Pretty straightforward with BeautifulSoup.
This solution assumes it is ok to strip whitespace from the tail ends of character data.
Example: <foo> bar </foo> becomes <foo>bar</foo>
It will correctly ignore comments and CDATA.
import BeautifulSoup
s = """
<node1>
<node2>
<node3>foo</node3>
</node2>
<node3>
<!-- I'm a comment! Leave me be! -->
</node3>
<node4>
<![CDATA[
I'm CDATA! Changing me would be bad!
]]>
</node4>
</node1>
"""
soup = BeautifulSoup.BeautifulStoneSoup(s)
for t in soup.findAll(text=True):
if type(t) is BeautifulSoup.NavigableString: # Ignores comments and CDATA
t.replaceWith(t.strip())
print soup
Not a solution really but since you asked for recommendations: I'd advise against doing your own parsing (unless you want to learn how to write a complex parser) because, as you say, not all spaces should be removed. There are not only CDATA blocks but also elements with the "xml:space=preserve" attribute, which correspond to things like <pre> in XHTML (where the enclosed whitespaces actually have meaning), and writing a parser that is able to recognize those elements and leave the whitespace alone would be possible but unpleasant.

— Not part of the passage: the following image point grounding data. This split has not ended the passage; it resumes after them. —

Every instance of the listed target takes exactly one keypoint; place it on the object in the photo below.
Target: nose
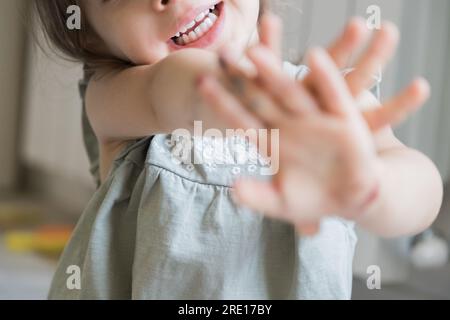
(161, 5)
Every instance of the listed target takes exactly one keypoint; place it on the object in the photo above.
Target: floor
(28, 276)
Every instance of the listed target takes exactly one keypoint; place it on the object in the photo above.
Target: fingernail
(200, 80)
(222, 62)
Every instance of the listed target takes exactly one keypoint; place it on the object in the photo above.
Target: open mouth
(199, 27)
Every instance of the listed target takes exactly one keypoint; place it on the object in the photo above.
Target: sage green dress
(163, 229)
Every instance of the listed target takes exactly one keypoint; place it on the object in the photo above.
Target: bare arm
(147, 100)
(411, 188)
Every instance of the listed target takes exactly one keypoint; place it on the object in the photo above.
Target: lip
(207, 39)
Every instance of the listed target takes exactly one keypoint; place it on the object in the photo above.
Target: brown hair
(74, 44)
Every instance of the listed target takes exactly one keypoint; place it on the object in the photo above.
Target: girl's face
(146, 31)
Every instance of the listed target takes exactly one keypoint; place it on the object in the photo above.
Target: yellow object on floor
(49, 240)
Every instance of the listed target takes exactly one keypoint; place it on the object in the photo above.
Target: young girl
(160, 227)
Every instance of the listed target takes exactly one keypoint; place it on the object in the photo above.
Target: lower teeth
(179, 40)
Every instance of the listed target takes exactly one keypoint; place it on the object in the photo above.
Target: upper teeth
(208, 17)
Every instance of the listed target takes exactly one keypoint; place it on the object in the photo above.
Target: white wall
(52, 138)
(11, 67)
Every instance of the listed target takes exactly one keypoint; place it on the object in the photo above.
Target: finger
(258, 102)
(400, 107)
(353, 36)
(271, 30)
(225, 104)
(329, 85)
(291, 95)
(380, 51)
(259, 196)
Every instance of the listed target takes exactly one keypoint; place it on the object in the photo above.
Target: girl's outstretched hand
(328, 160)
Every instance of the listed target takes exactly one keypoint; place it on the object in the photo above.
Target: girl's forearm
(410, 198)
(147, 100)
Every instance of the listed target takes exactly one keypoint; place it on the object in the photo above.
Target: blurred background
(44, 173)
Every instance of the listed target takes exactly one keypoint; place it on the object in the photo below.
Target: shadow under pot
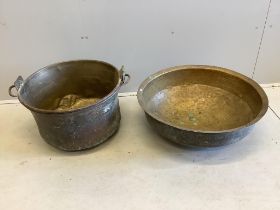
(75, 104)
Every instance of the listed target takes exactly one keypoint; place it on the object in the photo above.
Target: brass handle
(17, 85)
(125, 77)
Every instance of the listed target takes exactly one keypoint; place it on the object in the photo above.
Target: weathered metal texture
(75, 103)
(203, 106)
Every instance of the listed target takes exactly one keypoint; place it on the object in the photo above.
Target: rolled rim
(246, 79)
(97, 104)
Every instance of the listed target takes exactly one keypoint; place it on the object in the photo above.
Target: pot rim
(97, 104)
(246, 79)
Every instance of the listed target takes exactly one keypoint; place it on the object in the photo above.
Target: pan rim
(246, 79)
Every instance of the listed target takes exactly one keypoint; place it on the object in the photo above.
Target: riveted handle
(125, 77)
(17, 84)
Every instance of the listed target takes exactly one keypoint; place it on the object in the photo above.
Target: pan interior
(202, 100)
(69, 85)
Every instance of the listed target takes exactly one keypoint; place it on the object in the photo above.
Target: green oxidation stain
(192, 118)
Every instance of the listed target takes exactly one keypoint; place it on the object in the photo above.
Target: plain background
(144, 35)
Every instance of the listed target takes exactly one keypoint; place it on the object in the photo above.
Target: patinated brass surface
(201, 105)
(72, 102)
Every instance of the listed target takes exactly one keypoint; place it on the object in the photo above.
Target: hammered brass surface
(201, 107)
(71, 102)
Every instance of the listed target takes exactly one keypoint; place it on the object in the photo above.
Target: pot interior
(202, 99)
(69, 85)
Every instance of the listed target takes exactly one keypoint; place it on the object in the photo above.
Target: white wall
(144, 35)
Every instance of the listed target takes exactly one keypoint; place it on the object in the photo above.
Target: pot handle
(17, 84)
(125, 77)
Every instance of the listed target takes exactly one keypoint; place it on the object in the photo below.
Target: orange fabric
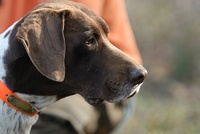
(112, 11)
(5, 93)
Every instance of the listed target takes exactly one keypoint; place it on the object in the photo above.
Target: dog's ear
(42, 34)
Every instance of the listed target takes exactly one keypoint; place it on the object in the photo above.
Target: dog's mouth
(94, 101)
(97, 101)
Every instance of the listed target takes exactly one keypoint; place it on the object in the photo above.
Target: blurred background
(167, 34)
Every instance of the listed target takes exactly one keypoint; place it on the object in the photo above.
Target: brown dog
(61, 48)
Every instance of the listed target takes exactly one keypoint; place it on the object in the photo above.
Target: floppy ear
(42, 34)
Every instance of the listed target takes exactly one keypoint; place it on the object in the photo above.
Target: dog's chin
(97, 101)
(134, 90)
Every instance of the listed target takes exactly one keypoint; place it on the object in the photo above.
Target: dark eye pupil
(90, 41)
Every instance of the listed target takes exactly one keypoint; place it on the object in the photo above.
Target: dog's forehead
(78, 10)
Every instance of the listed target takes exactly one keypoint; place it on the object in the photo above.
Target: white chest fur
(12, 121)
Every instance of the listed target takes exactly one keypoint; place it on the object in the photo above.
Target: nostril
(137, 75)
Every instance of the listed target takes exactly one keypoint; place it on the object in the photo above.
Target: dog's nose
(137, 76)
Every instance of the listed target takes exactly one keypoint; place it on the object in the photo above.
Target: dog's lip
(94, 101)
(136, 89)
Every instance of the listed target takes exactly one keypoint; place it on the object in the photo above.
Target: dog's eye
(90, 42)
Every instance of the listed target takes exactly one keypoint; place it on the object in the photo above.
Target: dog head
(68, 52)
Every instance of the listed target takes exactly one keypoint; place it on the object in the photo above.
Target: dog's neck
(12, 121)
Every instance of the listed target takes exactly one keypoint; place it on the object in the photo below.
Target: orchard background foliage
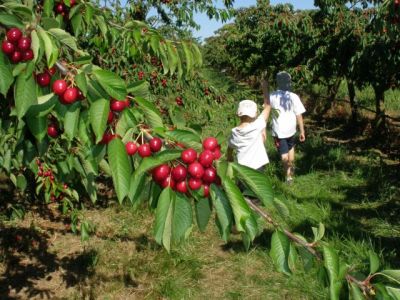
(94, 94)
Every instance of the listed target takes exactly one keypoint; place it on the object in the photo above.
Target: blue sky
(209, 26)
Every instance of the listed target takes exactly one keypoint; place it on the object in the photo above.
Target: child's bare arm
(229, 154)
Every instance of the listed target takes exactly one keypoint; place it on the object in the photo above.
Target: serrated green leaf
(25, 94)
(393, 275)
(373, 262)
(120, 168)
(98, 114)
(71, 120)
(6, 76)
(10, 20)
(64, 38)
(223, 211)
(203, 213)
(186, 137)
(259, 183)
(150, 111)
(280, 247)
(50, 49)
(113, 85)
(151, 162)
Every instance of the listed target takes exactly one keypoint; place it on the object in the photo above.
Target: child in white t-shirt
(249, 136)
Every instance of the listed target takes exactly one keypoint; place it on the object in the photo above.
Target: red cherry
(24, 43)
(210, 143)
(155, 144)
(59, 87)
(179, 173)
(117, 105)
(206, 158)
(52, 131)
(43, 79)
(127, 102)
(161, 172)
(196, 170)
(209, 175)
(16, 57)
(70, 95)
(27, 55)
(110, 117)
(59, 8)
(181, 186)
(13, 35)
(131, 148)
(7, 47)
(144, 150)
(107, 137)
(168, 182)
(52, 71)
(189, 155)
(194, 183)
(206, 190)
(81, 96)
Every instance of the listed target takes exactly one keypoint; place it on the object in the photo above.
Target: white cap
(247, 108)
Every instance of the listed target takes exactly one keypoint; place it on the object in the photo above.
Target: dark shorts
(285, 145)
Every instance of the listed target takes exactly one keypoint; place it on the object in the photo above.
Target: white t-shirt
(289, 106)
(249, 144)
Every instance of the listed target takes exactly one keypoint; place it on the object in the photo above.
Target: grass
(350, 188)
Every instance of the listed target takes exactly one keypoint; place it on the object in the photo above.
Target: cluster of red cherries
(67, 93)
(47, 174)
(16, 46)
(193, 171)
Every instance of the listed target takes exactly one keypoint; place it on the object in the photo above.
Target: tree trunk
(353, 105)
(332, 91)
(379, 103)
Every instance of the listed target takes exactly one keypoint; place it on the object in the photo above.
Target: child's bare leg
(291, 163)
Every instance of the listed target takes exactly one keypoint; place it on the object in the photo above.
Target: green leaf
(259, 183)
(355, 292)
(71, 120)
(151, 112)
(36, 46)
(393, 292)
(64, 37)
(98, 114)
(21, 182)
(186, 137)
(203, 213)
(139, 89)
(244, 218)
(331, 263)
(393, 275)
(25, 94)
(120, 168)
(80, 80)
(6, 76)
(373, 262)
(149, 163)
(37, 125)
(280, 247)
(188, 58)
(10, 21)
(111, 83)
(163, 218)
(50, 49)
(48, 6)
(183, 218)
(136, 187)
(223, 211)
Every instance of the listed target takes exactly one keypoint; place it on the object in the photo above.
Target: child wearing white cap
(249, 136)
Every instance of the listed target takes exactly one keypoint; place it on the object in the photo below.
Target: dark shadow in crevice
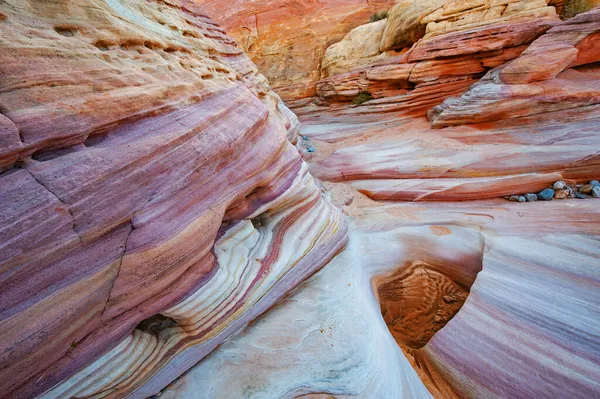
(156, 324)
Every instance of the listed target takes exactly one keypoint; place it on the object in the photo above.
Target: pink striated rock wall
(287, 39)
(134, 136)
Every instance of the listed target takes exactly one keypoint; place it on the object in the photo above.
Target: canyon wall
(493, 103)
(158, 199)
(287, 39)
(152, 202)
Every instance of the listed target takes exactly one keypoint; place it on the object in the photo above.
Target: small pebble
(546, 195)
(586, 189)
(560, 194)
(559, 185)
(531, 197)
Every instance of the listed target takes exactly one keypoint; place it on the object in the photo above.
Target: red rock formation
(287, 39)
(134, 135)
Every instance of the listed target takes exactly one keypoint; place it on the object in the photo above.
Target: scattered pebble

I would go with the parsing method, i.e. load the document and go node-by-node printing them out. That way you can easily identify which nodes you can strip the spaces out of and which you can't. There are some modules in the Python standard library, none of which I have ever used ;-) that could be useful to you... try xml.dom, or I'm not sure if you could do this with xml.parsers.expat.